IDENTIFYING THE PRIMARY MAFIC PHASE IN ARCHAEAN ANORTHOSITES: EVIDENCE FROM THE AKULLEQ TERRANE OF WEST GREENLAND
MgO concentration effectively separates anorthosites (<1 wt% MgO, 12.7-17.3% CaO, 1.5-3.7% Na2O, 0.06-0.33% K2O), leucogabbros (1-6 wt% MgO, 11.6-14.3% CaO, 2.0-3.7% Na2O, 0.22-0.69% K2O), and gabbros (9-11 wt% MgO, 11.0-14.9 CaO, 1.2-2.1% Na2O, 0.27-0.70% K2O). Ni, Co, Zn, V, and Cr concentrations are positively correlated with MgO, forming linear arrays. The cpx-bearing samples show increased Ni/Mg and Cr/Mg and decreased Co/Mg whereas the oxide-bearing samples have increased V/Mg, Zn/Mg, and Co/Mg. The three lithologies have overlapping Ba (14-69, 30-102, and 22-73 ppm, respectively) and Sr (106-221, 116-308, and 78-127 ppm). The three lithologies have low (LaN=0.5-22.6, YbN=0.2-12.3) overlapping REE concentrations. The anorthosites and leucogabbros have fractionated LREE, flat HREE, and positive Eu anomalies whereas the gabbros have flat patterns. Samples with the lowest REE concentrations display the largest Eu anomalies.

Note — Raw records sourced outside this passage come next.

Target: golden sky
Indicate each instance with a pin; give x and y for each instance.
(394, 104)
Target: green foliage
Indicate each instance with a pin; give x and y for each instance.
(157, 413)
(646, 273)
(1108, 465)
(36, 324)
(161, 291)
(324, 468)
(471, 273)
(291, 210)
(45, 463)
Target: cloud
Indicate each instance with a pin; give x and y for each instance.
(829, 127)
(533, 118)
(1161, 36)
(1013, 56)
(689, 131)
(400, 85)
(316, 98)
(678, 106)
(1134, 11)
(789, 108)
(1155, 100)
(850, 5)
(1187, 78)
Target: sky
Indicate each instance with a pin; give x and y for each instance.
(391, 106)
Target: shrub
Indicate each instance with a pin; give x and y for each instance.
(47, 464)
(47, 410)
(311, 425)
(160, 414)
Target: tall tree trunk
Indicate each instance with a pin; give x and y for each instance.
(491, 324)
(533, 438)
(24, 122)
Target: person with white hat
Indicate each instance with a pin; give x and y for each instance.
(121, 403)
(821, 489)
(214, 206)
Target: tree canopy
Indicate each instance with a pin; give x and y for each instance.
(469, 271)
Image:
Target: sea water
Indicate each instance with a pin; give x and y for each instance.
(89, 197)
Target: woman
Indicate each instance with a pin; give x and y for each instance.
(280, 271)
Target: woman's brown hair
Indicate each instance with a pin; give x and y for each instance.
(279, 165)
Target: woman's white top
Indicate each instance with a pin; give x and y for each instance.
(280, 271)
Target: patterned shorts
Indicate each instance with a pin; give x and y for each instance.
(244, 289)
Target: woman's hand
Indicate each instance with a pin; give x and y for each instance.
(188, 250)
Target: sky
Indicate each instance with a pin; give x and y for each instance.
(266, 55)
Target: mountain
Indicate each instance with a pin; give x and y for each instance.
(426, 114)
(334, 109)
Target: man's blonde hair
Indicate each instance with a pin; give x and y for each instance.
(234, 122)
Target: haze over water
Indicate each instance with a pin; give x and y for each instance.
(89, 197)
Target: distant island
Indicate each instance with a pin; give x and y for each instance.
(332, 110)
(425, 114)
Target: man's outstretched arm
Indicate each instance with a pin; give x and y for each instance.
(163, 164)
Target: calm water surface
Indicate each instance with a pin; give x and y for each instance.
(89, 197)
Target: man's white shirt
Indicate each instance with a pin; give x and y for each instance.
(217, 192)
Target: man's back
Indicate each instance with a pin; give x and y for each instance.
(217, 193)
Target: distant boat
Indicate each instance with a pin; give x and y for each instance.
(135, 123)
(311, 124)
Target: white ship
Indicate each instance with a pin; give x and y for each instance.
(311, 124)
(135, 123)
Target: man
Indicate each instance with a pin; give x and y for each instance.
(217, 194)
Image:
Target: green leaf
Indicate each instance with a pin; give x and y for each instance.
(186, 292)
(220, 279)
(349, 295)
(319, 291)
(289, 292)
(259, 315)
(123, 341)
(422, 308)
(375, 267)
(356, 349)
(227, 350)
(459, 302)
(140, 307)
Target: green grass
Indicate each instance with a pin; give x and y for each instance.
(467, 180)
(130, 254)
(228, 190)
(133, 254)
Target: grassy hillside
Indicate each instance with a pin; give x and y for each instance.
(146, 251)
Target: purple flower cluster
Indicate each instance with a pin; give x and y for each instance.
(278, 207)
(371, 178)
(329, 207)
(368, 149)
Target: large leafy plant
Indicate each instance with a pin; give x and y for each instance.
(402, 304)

The major-element data are consistent with original assembly of these rocks as mixtures of plag and a single mafic component. Na2O data suggest that this mafic component was Na-bearing and possibly amphibole. Trace elements are expected to show cryptic primary phases since erased by metamorphism, but these data are consistent with the current mineralogy (plag + hbl ± cpx ± ox) lending further weight to the idea of a primary amphibole. The chemical and mineralogical data for these 6 anorthosite bodies are very similar and are consistent with the idea that these discontinuous bodies were a single continuous sheet prior to deformation.